Un par de manchas rojas nacieron sobre sus mejillas y el chico moreno, con una media sonrisa, habló.
—¿Estás bien? ¿No te lastimaste?
—No.
—Qué bueno, ahora, si no les importa, ¡Apresúrense! El tipo seguro ya se dio cuenta de lo que hicimos, y si nos alcanza no pienso defender a nadie —, la rubia de una sola ceja señaló hacia atrás con un insistencia y siguió corriendo.
Arnold y Gerald la imitaron poco después, cuidando de que Phoebe no volviera a resbalarse con la grava.
Ya solo estaban a dos calles de llegar al gimnasio de la YMAA, y a la salvación y protección de sus cuatro paredes.
—Si lo logramos. Si.
—Helga… Espera —, el jadeó del cabeza de balón hizo que la mencionada redujera la velocidad de su andar casi de inmediato. Eran pocas y contadas las veces que él le pedía algo o se dirigía a ella directamente, así que eso solo podía significar una cosa.
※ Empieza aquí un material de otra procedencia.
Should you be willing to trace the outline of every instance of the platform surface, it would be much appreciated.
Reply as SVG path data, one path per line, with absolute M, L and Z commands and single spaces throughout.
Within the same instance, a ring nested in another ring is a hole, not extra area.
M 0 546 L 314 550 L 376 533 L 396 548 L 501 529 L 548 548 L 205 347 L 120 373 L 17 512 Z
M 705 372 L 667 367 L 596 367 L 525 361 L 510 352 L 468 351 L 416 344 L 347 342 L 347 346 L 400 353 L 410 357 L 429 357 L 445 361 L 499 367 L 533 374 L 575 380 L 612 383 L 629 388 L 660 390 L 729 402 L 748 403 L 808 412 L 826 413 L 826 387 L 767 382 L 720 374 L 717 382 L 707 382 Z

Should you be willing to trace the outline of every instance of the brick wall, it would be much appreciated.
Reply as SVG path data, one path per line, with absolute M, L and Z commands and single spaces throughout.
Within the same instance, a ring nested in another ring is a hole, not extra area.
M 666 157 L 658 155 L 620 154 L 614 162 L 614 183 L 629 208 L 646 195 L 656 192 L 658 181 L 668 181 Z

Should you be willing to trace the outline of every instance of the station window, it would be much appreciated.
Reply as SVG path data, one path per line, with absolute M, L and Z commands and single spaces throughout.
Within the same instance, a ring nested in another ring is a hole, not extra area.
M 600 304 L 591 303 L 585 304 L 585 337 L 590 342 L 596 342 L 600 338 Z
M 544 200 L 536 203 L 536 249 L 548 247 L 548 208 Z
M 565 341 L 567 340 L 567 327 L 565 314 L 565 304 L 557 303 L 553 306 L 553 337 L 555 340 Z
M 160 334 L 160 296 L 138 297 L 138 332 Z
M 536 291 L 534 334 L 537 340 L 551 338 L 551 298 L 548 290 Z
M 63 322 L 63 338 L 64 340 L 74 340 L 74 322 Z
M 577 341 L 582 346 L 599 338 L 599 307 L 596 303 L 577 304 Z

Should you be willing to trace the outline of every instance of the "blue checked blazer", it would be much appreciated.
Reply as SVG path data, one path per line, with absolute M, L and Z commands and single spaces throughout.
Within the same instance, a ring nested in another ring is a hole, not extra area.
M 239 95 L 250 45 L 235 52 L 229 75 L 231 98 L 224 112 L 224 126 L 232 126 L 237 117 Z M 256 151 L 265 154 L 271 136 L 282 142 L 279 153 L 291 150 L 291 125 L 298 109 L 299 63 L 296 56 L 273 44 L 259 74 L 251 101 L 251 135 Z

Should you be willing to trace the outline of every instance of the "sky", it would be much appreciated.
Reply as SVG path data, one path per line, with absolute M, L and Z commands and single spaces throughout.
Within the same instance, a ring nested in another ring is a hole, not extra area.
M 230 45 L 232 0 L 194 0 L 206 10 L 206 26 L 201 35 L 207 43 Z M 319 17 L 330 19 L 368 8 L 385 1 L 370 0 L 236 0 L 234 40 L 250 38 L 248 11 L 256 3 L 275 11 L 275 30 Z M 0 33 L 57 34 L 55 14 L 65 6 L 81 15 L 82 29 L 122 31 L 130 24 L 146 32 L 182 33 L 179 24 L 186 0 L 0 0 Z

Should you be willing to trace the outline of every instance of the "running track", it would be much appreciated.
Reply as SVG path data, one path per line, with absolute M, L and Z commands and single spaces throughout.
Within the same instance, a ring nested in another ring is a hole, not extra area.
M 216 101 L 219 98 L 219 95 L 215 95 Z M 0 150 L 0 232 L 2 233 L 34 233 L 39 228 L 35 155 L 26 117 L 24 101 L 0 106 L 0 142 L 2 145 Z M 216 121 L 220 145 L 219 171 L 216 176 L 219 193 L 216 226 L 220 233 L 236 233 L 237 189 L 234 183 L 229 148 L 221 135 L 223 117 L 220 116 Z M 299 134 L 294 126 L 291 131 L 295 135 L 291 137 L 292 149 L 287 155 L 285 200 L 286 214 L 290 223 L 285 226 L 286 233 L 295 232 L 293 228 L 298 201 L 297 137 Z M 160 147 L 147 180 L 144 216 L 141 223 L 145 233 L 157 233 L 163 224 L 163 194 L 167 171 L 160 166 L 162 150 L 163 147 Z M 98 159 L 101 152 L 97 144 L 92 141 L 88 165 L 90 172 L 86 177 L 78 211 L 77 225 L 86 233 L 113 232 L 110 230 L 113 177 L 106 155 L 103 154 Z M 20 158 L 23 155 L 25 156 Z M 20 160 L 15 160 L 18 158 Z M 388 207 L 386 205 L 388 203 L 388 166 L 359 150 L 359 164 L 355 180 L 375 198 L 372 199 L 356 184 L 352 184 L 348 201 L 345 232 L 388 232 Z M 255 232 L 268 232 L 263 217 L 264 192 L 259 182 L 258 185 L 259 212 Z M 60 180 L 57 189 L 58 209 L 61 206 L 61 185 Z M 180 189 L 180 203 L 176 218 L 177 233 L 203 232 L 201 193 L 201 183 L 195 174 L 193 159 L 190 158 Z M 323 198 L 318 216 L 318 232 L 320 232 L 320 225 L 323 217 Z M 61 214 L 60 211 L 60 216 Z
Tal vez estaba en problemas.
—¿Ahora qué pasa, Arnol…? —, antes de que pudiera terminar de hablar, una figura disfrazada de Jasón Voorhees salió de una de las calles que habían dejado atrás antes. No sabían quién era, pero el tipo parecía conocerlos bien ya que, los señaló y acto seguido, inició una desquiciada carrera para poder alcanzarlos.
La figura no era muy alta, pero el brillo del cuchillo entre sus dedos erizo la piel de la rubia de una sola ceja.
—¡Rápido! ¡Corran!
A pesar de que los otros chicos estaban agotados, el solo contemplar la visión de aquel sujeto hizo que los cuatro duplicaran sus esfuerzos para poder huir de su perseguidor, cruzando calles y callejones sin darse cuenta a donde rayos se dirigían.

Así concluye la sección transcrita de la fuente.